En tant que paléontologues, nous spéculons sur la fonction des anciennes adaptations en utilisant les preuves disponibles, mais voir un prédateur éteint pris en flagrant délit de capture de sa proie est inestimable.
Les fourmis font partie des créatures les plus diverses de la planète Terre. A ce jour, les scientifiques ont identifié plus de 12 500 espèces différentes et ils pensent qu’il y en a probablement 10 000 autres environ qui attendent d’être découvertes sous nos pieds.
C’est une sacrée sélection. Et pourtant, de toutes les fourmis qui déambulent actuellement, aucune ne ressemble à ce que les scientifiques ont trouvé dans les gisements d’ambre du Myanmar, du Canada et de la France.
En fait, Barden affirme que les pièces buccales de ces fourmis haidomyrmecini ne ressemblent pas à celles de presque tous les insectes vivants aujourd’hui. Cette fourmi de l’enfer tout juste identifiée utilisait sa mandibule inférieure pour remonter et fixer sa proie à la tige en forme de corne qui se trouve au-dessus.
Reconstitution simplifiée de la fourmi de l’enfer mangeant d’une vue latérale. (Barden et Col./ Current Biology)
D’autres fourmis de l’enfer découvertes par le passé possèdent également cette corne, et alors que les scientifiques pensaient qu’il s’agissait peut-être d’une sorte de pince, ce fossile vieux de 99 millions d’années est la première véritable preuve qui puisse l’étayer.
Contrairement à ces anciens insectes, les fourmis modernes et presque tous les autres hexapodes vivants disposent de mandibules qui ne se déplacent que sur un axe horizontal.
Toujours selon Barden :
Depuis que la première fourmi de l’enfer a été déterrée il y a une centaine d’années, on ne sait pas pourquoi ces animaux disparus sont si différents des fourmis que nous avons aujourd’hui.
Ce fossile révèle le mécanisme de ce que nous pourrions appeler une « expérience évolutive », et bien que nous ayons vu de nombreuses expériences de ce type dans les archives fossiles, nous n’avons souvent pas une image claire de la voie de l’évolution qui y a conduit.

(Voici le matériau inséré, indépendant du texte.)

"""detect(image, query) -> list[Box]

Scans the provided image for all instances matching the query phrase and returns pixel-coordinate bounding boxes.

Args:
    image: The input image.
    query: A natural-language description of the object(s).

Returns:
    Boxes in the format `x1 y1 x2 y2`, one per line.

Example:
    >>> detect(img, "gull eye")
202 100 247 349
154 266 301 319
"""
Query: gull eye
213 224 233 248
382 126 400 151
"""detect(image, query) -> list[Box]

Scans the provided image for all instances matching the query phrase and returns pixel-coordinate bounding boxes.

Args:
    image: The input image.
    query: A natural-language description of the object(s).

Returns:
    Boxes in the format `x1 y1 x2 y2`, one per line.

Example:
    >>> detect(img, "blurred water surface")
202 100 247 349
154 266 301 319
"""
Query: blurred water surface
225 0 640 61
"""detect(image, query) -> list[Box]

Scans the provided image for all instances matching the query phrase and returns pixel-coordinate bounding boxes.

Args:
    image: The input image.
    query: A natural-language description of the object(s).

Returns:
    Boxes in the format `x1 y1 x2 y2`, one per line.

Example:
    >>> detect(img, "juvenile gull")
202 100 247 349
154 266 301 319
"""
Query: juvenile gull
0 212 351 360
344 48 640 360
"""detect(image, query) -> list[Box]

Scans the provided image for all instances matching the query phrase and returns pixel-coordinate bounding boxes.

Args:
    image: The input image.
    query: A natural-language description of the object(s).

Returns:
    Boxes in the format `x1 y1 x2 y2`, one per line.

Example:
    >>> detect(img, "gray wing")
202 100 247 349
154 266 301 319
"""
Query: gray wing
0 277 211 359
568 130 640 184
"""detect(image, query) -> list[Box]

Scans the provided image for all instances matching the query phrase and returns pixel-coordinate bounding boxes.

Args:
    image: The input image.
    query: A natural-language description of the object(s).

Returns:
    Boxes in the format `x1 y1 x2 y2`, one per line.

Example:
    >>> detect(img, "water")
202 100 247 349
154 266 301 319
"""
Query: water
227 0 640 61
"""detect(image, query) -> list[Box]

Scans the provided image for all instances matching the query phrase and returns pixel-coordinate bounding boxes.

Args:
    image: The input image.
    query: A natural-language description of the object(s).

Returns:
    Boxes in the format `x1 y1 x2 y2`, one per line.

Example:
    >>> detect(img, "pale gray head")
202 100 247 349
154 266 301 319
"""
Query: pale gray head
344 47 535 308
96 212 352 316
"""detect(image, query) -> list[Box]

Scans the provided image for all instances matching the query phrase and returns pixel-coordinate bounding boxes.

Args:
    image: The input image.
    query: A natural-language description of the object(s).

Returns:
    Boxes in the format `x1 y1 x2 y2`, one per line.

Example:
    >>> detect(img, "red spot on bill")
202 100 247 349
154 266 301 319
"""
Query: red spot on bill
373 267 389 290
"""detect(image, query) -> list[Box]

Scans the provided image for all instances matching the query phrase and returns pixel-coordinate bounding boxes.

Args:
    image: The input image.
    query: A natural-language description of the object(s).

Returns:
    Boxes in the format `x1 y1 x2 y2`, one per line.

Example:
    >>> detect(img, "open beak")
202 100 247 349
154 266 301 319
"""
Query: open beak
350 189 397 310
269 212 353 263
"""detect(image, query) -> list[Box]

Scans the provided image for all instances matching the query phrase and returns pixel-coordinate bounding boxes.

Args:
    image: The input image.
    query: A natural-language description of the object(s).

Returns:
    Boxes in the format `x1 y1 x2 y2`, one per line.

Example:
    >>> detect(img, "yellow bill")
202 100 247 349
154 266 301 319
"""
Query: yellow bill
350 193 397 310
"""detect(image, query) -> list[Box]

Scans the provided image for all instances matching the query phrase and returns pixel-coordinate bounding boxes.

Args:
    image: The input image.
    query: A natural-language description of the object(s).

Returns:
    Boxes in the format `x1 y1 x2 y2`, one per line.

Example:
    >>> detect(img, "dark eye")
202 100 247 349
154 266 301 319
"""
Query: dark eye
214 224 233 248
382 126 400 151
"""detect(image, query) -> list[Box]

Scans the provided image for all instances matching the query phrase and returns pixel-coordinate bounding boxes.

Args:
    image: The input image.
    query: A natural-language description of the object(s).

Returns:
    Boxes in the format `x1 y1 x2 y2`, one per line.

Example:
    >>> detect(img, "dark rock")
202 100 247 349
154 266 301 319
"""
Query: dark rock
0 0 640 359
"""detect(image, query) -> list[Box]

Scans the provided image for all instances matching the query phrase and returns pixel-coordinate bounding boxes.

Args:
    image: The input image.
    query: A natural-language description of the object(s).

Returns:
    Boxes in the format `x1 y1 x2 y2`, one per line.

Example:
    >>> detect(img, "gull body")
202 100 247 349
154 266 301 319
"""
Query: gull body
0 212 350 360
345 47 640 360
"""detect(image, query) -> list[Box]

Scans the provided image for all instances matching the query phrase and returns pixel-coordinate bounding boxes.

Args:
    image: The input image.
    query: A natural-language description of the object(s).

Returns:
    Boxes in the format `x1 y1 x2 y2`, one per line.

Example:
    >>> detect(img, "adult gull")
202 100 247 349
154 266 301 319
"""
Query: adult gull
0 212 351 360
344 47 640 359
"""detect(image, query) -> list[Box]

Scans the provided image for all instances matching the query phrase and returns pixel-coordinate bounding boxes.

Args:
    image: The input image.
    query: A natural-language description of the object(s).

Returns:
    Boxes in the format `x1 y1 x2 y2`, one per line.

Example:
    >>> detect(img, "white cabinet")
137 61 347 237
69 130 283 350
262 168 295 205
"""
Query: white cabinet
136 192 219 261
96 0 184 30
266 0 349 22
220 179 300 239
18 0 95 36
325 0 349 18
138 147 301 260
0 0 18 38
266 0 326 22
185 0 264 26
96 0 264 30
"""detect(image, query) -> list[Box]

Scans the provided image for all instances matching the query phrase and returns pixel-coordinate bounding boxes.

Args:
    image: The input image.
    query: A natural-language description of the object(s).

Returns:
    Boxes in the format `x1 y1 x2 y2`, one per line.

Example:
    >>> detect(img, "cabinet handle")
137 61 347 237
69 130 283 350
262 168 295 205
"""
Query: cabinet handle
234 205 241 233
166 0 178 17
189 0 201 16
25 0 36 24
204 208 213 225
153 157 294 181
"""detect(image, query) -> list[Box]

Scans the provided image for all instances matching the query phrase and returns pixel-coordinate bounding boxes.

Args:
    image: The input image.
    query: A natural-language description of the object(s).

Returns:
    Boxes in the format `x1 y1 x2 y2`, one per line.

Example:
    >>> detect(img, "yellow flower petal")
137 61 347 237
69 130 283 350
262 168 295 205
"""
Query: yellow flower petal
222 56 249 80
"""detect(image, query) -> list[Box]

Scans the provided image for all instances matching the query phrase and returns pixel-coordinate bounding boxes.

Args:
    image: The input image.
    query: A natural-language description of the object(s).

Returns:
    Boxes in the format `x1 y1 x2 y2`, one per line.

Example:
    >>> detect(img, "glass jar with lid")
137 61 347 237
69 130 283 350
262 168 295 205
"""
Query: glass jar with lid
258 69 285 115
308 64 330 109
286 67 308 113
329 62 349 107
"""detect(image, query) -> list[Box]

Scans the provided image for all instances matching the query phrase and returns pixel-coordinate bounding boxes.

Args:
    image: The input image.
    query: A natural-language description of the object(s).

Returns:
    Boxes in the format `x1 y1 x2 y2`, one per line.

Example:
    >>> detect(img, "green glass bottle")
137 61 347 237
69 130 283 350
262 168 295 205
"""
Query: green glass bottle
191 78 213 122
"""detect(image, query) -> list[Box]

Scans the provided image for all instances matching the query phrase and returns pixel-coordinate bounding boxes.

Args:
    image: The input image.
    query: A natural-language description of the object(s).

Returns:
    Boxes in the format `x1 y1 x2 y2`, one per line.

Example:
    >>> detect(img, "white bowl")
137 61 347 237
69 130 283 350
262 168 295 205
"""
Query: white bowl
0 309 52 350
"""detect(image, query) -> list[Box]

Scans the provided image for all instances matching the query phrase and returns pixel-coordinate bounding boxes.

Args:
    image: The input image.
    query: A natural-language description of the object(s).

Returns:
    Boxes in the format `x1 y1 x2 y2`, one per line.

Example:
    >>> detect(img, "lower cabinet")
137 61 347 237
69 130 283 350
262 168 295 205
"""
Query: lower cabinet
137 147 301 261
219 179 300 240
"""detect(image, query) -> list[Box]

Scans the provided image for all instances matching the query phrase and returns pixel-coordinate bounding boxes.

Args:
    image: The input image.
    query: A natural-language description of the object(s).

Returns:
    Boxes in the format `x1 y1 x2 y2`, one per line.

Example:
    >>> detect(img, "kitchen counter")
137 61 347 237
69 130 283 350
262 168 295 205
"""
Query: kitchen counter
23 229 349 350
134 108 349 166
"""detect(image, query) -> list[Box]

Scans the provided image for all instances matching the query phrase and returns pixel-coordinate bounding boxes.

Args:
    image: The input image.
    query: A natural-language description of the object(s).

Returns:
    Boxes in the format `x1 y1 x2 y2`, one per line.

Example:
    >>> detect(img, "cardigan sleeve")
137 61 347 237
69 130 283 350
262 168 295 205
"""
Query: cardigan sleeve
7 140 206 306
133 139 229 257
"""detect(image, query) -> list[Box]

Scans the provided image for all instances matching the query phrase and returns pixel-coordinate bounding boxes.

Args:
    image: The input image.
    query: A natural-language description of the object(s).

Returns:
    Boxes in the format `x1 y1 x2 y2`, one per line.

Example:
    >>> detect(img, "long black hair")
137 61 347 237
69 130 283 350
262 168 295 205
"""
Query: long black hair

Les fourmis de l’enfer précèdent en fait l’ancêtre le plus commun de toutes les fourmis vivantes, et même à cette époque, elles étaient incroyablement diverses.
D’autres espèces piégées dans l’ambre ont été trouvées équipées de pièces buccales à pointes, très probablement utilisées pour absorber le sang de leurs victimes.
Les fourmis modernes, en revanche, ont un aspect remarquablement différent. Elles ont la bouche tournée vers l’avant, ce qui maintient leur tête relativement parallèle au sol, bien qu’elles puissent regarder vers le haut et autour.
Phylogénie et homologie céphalique des fourmis de l’enfer et des lignées modernes. (Phillip Barden et Coll./ Current Biology)
Les fourmis de l’enfer ne pouvaient pas bouger leur tête aussi bien, et elles capturaient probablement leurs proies avec la bouche tournée vers le bas.
Selon les chercheurs :
Malgré la diversité anatomique stupéfiante des insectes, les larves de dyticoïdes et les fourmis de l’enfer semblent représenter ensemble les deux seuls cas connus de contact mandibule contre tête utilisés dans la capture de proies, les deux apparaissant avec des pièces buccales s’articulant verticalement.
On ne sait pas encore exactement pourquoi les fourmis de l’enfer ont disparu en tant que lignée après près de 20 millions d’années d’existence, mais cela pourrait avoir un rapport avec leur comportement de prédateur spécialisé.
Selon Barden, cela montre que même les espèces les plus diverses et les plus omniprésentes sur Terre peuvent s’éteindre. Même quelque chose d’aussi familier qu’une fourmi.
L’étude publiée dans Current Biology : Specialized Predation Drives Aberrant Morphological Integration and Diversity in the Earliest Ants et présentée sur le site du New Jersey Institute of Technology : New Fossil Discovery Shows How Ancient ‘Hell Ants’ Hunted with Killer Headgear.